Mientras comíamos, le conté a Denna toda la historia del incendio de la Factoría. En parte, porque era joven, y varón, y estaba deseando impresionarla; pero también quería aclarar que si había faltado a nuestra cita había sido por circunstancias que escapaban por completo de mi control. Denna me escuchó atentamente, haciendo exclamaciones de asombro en los momentos indicados. Era un público perfecto.

Ya no me preocupaba que hubiera tomado una sobredosis.

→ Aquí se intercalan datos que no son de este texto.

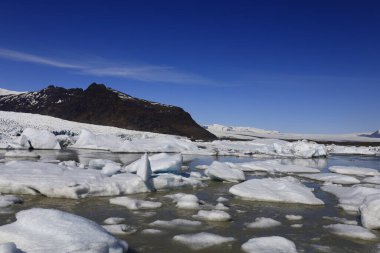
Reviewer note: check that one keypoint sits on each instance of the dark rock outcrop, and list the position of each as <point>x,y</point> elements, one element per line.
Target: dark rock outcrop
<point>104,106</point>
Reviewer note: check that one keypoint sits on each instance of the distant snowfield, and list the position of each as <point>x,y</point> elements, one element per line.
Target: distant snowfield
<point>17,130</point>
<point>249,133</point>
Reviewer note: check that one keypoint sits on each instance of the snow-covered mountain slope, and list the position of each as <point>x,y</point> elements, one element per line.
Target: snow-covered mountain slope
<point>376,134</point>
<point>5,92</point>
<point>248,133</point>
<point>13,123</point>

Después de recoger una montaña de leña, su manía se estaba reduciendo y la estaba sumiendo en un dulce letargo. Sin embargo, yo sabía que los efectos secundarios de la droga le producirían debilidad y agotamiento. Quería que pudiera recuperarse a salvo en una cama, en Trebon.

Después de cenar, me acerqué a Denna, que estaba sentada con la espalda apoyada en uno de los itinolitos. Me arremangué la camisa.

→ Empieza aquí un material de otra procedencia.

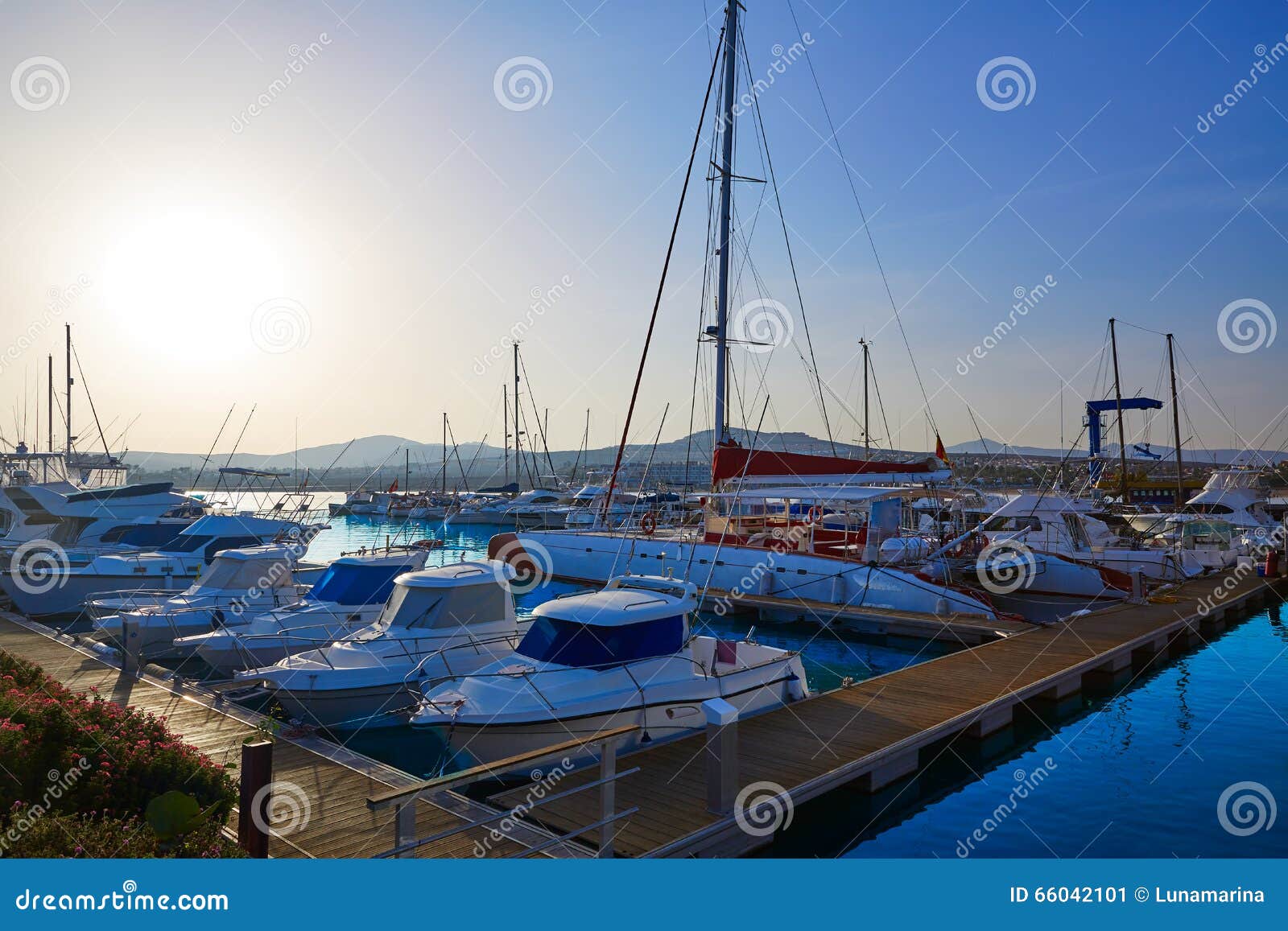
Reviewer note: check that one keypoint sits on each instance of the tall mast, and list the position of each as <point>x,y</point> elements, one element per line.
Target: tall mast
<point>1118,402</point>
<point>70,381</point>
<point>1176,425</point>
<point>727,116</point>
<point>518,433</point>
<point>867,437</point>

– Bueno, tengo que examinarte -dije pomposamente.

Ella compuso una sonrisa perezosa; tenía los ojos entrecerrados.

– Desde luego, sabes camelarte a una chica, ¿eh?

Le busqué el pulso en el delgado cuello. Era lento, pero constante. Denna rehuyó un poco mi contacto.

– Me haces cosquillas.

– ¿Cómo te encuentras? -le pregunté.

– Cansada -dijo ella con la voz un poco pastosa-. Bien, cansada… Y tengo un poco de frío.

Aunque no era un síntoma inesperado, sí resultaba un poco sorprendente, teniendo en cuenta que estábamos a solo unos pasos de una llameante hoguera. Fui a buscar la manta de repuesto que tenía en el macuto y se la llevé. Se arropó bien con ella.

Me acerqué a Denna para poder verle los ojos. Todavía tenía las pupilas dilatadas y lentas, pero no más que antes.

Alargó un brazo y me puso la mano en la mejilla.

– Tienes una cara adorable -dijo mirándome con aire soñador-. Es como la cocina perfecta.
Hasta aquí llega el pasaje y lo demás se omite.